Only six weeks later, Perez again shared a ring with the Mexican legend when Chavez defended his world title against former and future world champion Rocky Lockridge, whom the future Hall of Famer from Mexico beat by a somewhat controversial, twelve round majority decision with Perez as referee on Sunday, August 3, 1986, at the Stade Louis II in Fontvieille, Monaco.

===Bassa-McAuley===
On Saturday, March 26, 1988, Perez refereed the Fidel Bassa-Dave McAuley rematch for Colombian Bassa's WBA world Flyweight championship in a battle that had generated much interest both in Ireland and internationally. Bassa retained the title by a twelve-round unanimous decision at the Kings Hall in Belfast, Northern Ireland.

===Evander Holyfield===
Perez refereed Evander Holyfield's second bout in the Heavyweight division. Holyfield, already a world champion in the Cruiserweight division, battled former WBC world Heavyweight champion Pinklon Thomas on December 9, 1988, at the Convention Hall in Atlantic City, knocking him out in seven rounds. Holyfield would later become world Heavyweight champion multiple times.

===Damiani-Du Plooy===
The World Boxing Organization asked Perez to referee their inaugural WBO world heavyweight championship bout on May 6, 1989, at the Stadio Nicola de Simone in Syracuse, Sicily, Italy between South Africa's Johnny du Plooy and Italy's Francesco Damiani. Damiani won the contest by third-round knockout (despite this, most outside the WBO continued recognizing Mike Tyson as "undisputed" champion in the division). Perez was the Italy fight's referee.

===Camacho-Paz===
On Saturday, February 3, 1990, Perez refereed the match between WBO world Junior Welterweight champion Hector Camacho Sr. and his challenger, former and future world champion Vinny Paz (then known as Vinny Pazienza) at the Convention Hall in Atlantic City. Camacho Sr. retained the title by twelve rounds unanimous decision.

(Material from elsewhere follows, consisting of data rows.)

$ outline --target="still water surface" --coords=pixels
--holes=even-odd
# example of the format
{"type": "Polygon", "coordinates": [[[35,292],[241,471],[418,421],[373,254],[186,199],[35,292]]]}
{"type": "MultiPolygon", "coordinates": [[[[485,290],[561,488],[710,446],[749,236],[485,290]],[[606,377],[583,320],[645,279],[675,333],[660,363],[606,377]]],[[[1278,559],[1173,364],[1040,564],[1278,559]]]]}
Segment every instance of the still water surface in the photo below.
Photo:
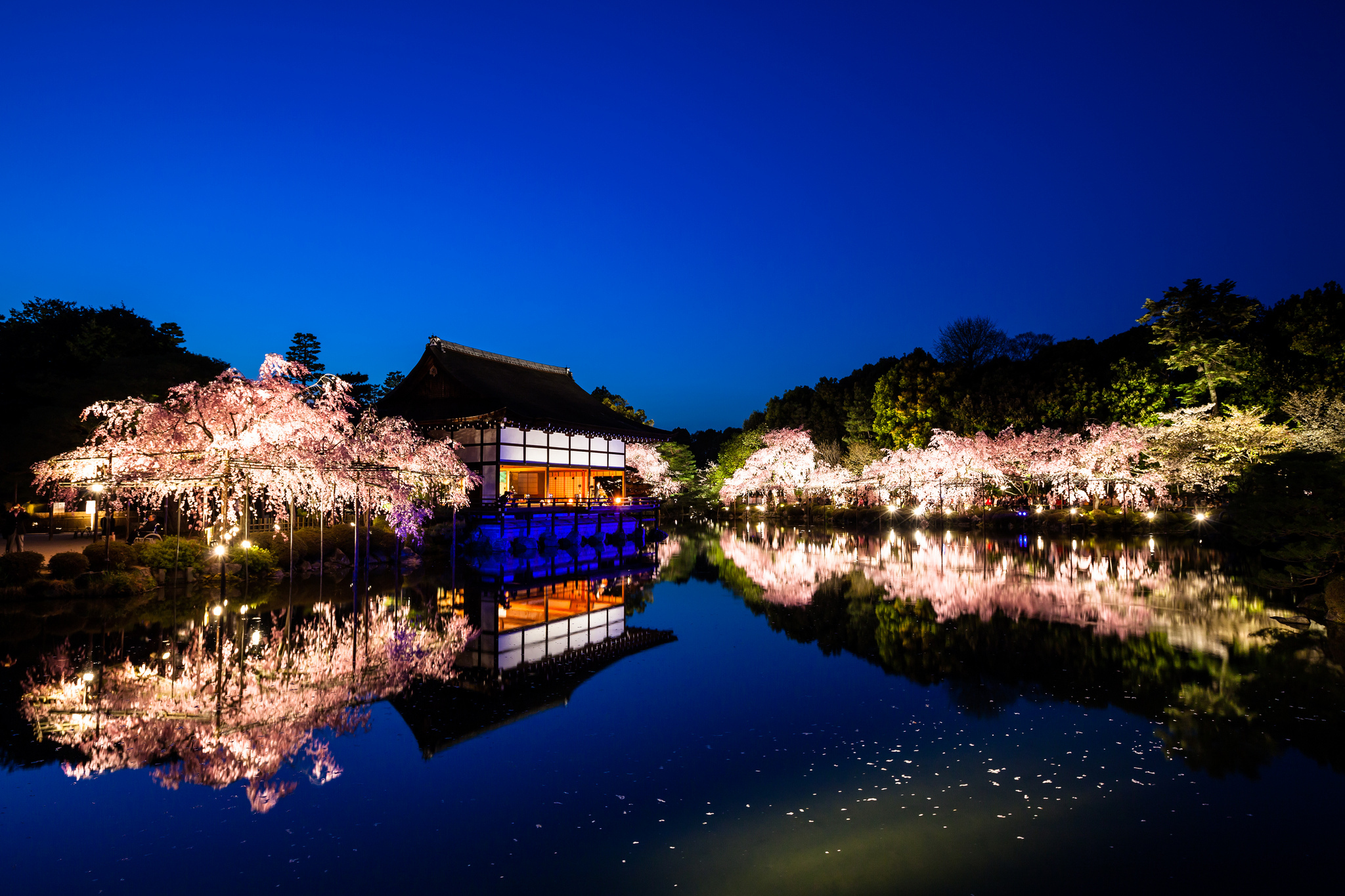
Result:
{"type": "MultiPolygon", "coordinates": [[[[285,793],[261,805],[243,779],[165,776],[171,755],[79,776],[77,751],[35,739],[24,681],[77,611],[73,647],[89,630],[102,643],[106,623],[11,607],[5,891],[1240,892],[1332,877],[1340,633],[1248,586],[1236,557],[753,528],[674,536],[658,563],[375,582],[409,618],[484,614],[500,643],[473,645],[469,686],[413,686],[319,732],[328,772],[288,756],[285,793]],[[625,634],[553,637],[529,658],[558,656],[503,685],[483,668],[514,662],[503,621],[578,618],[578,599],[586,621],[617,598],[625,634]],[[573,653],[603,637],[625,646],[573,653]]],[[[172,629],[211,600],[124,607],[126,652],[157,650],[167,614],[172,629]]]]}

===Jung Koo Chang-Muangchai Kittikasem===
Perez flew to South Korea during 1991 to referee the May 18 bout between WBC World Flyweight champion Muangchai Kittikasem of Thailand, 14 wins and a loss to Michael Carbajal coming in with ten wins by knockout, and the 38 wins, 3 losses, 17 wins by knockout challenger, former WBC world Junior Flyweight champion and future Hall of Famer Jung Koo Chang of South Korea at the Olympic Gymnastic Gymnasium in Seoul. This match is also considered a classic; Kittikasem had been floored three times (twice in round five and once in round eleven) and was on the verge of being defeated by knockout when he connected with a left hook and right hand that sent Chang down with about one minute left for the fight to finish in round 12, badly hurting Chang. The South Korean fighter rose but was downed again immediately afterwards, with Perez halting the fight with 24 seconds to go, giving the defending world champion a come from behind victory. This was Chang's last boxing fight and his only knockout loss as a professional boxer.

===Mercer KO5 Morrison===
Perez was the referee of one of the first major boxing pay per view and WBO fights, when then WBO heavyweight world champion Ray Mercer beat Rocky V star and future WBO heavyweight world champion Tommy Morrison, to retain the championship, with a fifth-round technical knockout that is often considered one of the best finishes in boxing history on October 18, 1991, at the Convention Hall in Atlantic City. Perez received harsh criticism from many for his slowness in stopping the fight as Mercer hit Morrison with 18 unanswered punches.

===McClellan-Bell===
Perez's first fight in Puerto Rico took place on Friday, August 6, 1993, at the Ruben Rodriguez Coliseum in Bayamon as part of a program headed by a Félix Trinidad fight. In it, WBC world Middleweight champion Gerald McClellan, 28 wins, 2 losses with 26 knockouts, dispatched challenger Jay Bell in only 20 seconds of the first round, scoring the fastest knockout in a Middleweight world championship fight in professional boxing's history. This match was broadcast on Showtime Championship Boxing.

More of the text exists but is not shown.